Generale, il tuo carro armato
è una macchina potente
Spiana un bosco e sfracella cento uomini.
Ma ha un difetto:
ha bisogno di un carrista.
Generale, il tuo bombardiere è potente.
Vola più rapido d’una tempesta e porta più di un elefante.
Ma ha un difetto:
ha bisogno di un meccanico.
Generale, l’uomo fa di tutto.
Può volare e può uccidere.
Ma ha un difetto:
può pensare.
Uomo del mio tempo
Sei ancora quello della pietra e della fionda,
uomo del mio tempo. Eri nella carlinga,
con le ali maligne, le meridiane di morte,
-t'ho visto- dentro il carro di fuoco, alle forche,
alle ruote di tortura. T'ho visto: eri tu,
con la tua scienza esatta persuasa allo sterminio,
senza amore, senza Cristo. Hai ucciso ancora,
come sempre, come uccisero i padri, come uccisero,
gli animali che ti videro per la prima volta.
E questo sangue odora come nel giorno
quando il fratello disse all'altro fratello:
"Andiamo ai campi". E quell'eco fredda, tenace,
è giunta fino a te, dentro la tua giornata.
Dimenticate, o figli, le nuvole di sangue
salite dalla terra, dimenticate i padri:
le loro tombe affondano nella cenere,
gli uccelli neri, il vento, coprono il loro cuore.
L'addormentato della valle
E' una gola di verzura dove il fiume canta
impigliando follemente alle erbe stracci
d'argento: dove il sole, dalla fiera montagna
risplende: è una piccola valle che spumeggia di raggi.
Un giovane soldato, bocca aperta, testa nuda,
e la nuca bagnata nel fresco crescione azzurro,
dorme; è disteso nell'erba, sotto la nuvola,
pallido nel suo verde letto dove piove la luce.
I piedi tra i gladioli, dorme. Sorridente come
sorriderebbe un bimbo malato, fa un sonno.
O natura, cullato tiepidamente: ha freddo.
I profumi non fanno più fremere la sua narice;
dorme nel sole, la mano sul suo petto
tranquillo. Ha due rose ferite sul fianco destro.
[…] Quel giorno a tavola il nonno disse a Mario:
– Dieci minuti prima di mezzogiorno dovresti salire dagli operai con due sporte e sei fiaschi di vino. Forse li potresti vendere tutti. Fu cosi che quando i capi suonavano il fischietto Mario faceva in modo di trovarsi sulle Laiten con le sporte e sei fiaschi. Girava tra gli operai che si accordavano tra di loro per mettere insieme le due lire e i quaranta centesimi. Qualche volta, quando il giorno della paga si era allontanato, chiedevano un fiasco di vino a credito e Mario, come gli aveva insegnato il nonno, concedeva senza prendere nota perché i poveri non imbrogliano. Venduto il vino si fermava ad ascoltare i loro discorsi. Un giorno ascoltò un racconto che lo impressionò. Il Nando dell'Ecchele disse che una sera, ritornando a casa dopo aver venduto il recupero ed essersi fermato con il Vu a bere un bicchiere alla Margherita, giunto ai Confini, proprio dove c'è la croce, si trovò davanti una fila silenziosa di soldati che attraversavano la strada. C'era la luna piena che ogni tanto usciva dalle nubi, in quel momento era chiaro e li vedeva bene. Erano pallidi, silenziosi, camminando non facevano rumore ma si sentivano i loro sospiri.

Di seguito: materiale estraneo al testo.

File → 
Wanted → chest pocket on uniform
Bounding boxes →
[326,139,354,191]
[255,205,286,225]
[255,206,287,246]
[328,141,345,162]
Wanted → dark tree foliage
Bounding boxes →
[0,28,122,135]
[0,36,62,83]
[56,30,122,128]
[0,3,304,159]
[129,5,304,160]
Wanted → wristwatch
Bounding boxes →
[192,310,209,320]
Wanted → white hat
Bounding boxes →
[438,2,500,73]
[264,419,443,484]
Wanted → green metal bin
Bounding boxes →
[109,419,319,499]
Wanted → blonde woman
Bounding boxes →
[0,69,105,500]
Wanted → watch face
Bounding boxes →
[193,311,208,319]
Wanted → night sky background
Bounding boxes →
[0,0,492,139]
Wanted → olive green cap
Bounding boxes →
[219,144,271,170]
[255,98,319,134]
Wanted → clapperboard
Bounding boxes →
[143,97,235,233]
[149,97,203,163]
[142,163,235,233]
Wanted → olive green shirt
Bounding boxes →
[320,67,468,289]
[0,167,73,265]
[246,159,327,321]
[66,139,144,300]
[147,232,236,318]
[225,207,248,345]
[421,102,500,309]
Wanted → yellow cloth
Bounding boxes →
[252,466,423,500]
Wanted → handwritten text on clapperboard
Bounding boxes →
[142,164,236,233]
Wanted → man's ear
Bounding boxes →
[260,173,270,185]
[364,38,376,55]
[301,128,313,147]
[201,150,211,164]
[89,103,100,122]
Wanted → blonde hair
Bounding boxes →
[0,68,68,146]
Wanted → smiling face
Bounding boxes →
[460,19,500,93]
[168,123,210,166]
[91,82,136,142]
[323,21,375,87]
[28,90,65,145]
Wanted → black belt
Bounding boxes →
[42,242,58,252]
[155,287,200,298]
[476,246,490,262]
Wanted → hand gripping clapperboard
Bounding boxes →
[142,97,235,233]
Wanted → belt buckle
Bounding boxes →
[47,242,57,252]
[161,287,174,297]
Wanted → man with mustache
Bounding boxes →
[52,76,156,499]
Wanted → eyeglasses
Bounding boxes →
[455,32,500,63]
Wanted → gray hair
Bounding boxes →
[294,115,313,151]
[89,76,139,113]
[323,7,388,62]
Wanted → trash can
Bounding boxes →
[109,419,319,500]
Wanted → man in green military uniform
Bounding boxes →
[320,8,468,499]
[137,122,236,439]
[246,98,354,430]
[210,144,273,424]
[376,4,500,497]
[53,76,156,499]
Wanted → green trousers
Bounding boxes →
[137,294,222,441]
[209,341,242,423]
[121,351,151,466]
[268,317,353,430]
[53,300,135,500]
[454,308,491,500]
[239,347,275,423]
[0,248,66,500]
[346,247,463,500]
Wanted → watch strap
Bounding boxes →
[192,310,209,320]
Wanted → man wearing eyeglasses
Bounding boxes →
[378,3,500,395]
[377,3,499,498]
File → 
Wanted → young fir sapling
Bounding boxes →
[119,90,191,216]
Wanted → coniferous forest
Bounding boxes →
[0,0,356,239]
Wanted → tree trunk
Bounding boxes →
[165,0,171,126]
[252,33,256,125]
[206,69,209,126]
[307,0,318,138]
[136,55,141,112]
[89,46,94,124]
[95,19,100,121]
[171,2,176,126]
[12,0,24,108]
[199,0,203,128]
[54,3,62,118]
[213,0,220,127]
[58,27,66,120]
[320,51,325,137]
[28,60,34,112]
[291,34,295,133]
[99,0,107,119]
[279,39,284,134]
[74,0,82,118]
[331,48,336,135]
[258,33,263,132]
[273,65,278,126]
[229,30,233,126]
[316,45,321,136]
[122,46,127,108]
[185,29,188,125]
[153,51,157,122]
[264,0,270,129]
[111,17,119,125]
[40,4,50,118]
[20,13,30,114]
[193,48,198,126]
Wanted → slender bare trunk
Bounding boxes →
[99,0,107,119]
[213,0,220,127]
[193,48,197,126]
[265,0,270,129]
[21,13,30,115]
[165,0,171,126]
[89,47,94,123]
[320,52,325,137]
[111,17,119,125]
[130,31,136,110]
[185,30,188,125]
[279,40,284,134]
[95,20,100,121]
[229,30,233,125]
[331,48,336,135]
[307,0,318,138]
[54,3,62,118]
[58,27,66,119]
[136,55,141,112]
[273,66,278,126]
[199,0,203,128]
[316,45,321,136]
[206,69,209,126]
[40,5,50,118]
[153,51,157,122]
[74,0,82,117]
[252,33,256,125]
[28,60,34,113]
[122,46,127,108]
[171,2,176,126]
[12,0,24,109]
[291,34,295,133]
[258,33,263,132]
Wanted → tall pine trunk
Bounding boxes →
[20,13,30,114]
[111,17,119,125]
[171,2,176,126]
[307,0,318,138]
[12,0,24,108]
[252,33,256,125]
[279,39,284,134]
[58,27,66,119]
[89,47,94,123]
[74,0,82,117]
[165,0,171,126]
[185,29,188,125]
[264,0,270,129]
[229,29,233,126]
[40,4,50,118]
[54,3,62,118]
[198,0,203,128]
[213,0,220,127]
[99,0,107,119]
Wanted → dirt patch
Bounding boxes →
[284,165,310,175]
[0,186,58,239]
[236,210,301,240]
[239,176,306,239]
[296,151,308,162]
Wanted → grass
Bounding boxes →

La lunga fila veniva dalle montagne a sud, attraversava la conca tra le colline e quindi risaliva per la Val di Nos verso le montagne piu alte. Altre file, spezzettate, la raggiungevano scendendo come rivoli dai monti. Non si vedeva da dove partissero, né dove arrivassero. Era rimasto li impietrito fino all'alba e quando ritornò la luce del sole, dopo che la luna era tramontata, tutto si dissolse.
– Sono le anime dei soldati morti,– disse un vecchio manovale che in guerra era stato nei conducenti.
– Ma erano Italiani o Austriaci?– chiese un altro.
– Non ricordo– rispose Nando.– Forse erano insieme.
– Per me,– disse uno,– avevi bevuto un bicchiere di troppo con il Vu. Chissà cosa ti avrà raccontato.
– Non avevo bevuto. Un mezzo litro in due è niente.
– Qui lavoriamo a costruire il monumento per le ossa dei soldati ma le loro anime vagano per queste montagne, – disse il primo che era intervenuto. Restarono in silenzio finché sentirono il fischietto del capo che li richiamava al lavoro. Anche Mario, turbato, ritornò a casa senza fermarsi nei prati e, salito nella sua camera, si mise al tavolino per scrivere una poesia che ora non c'è piu. Ne sono rimasti solo tre versi: «Nella fredda luce della luna / vanno insieme sulle montagne / i vivi e i morti».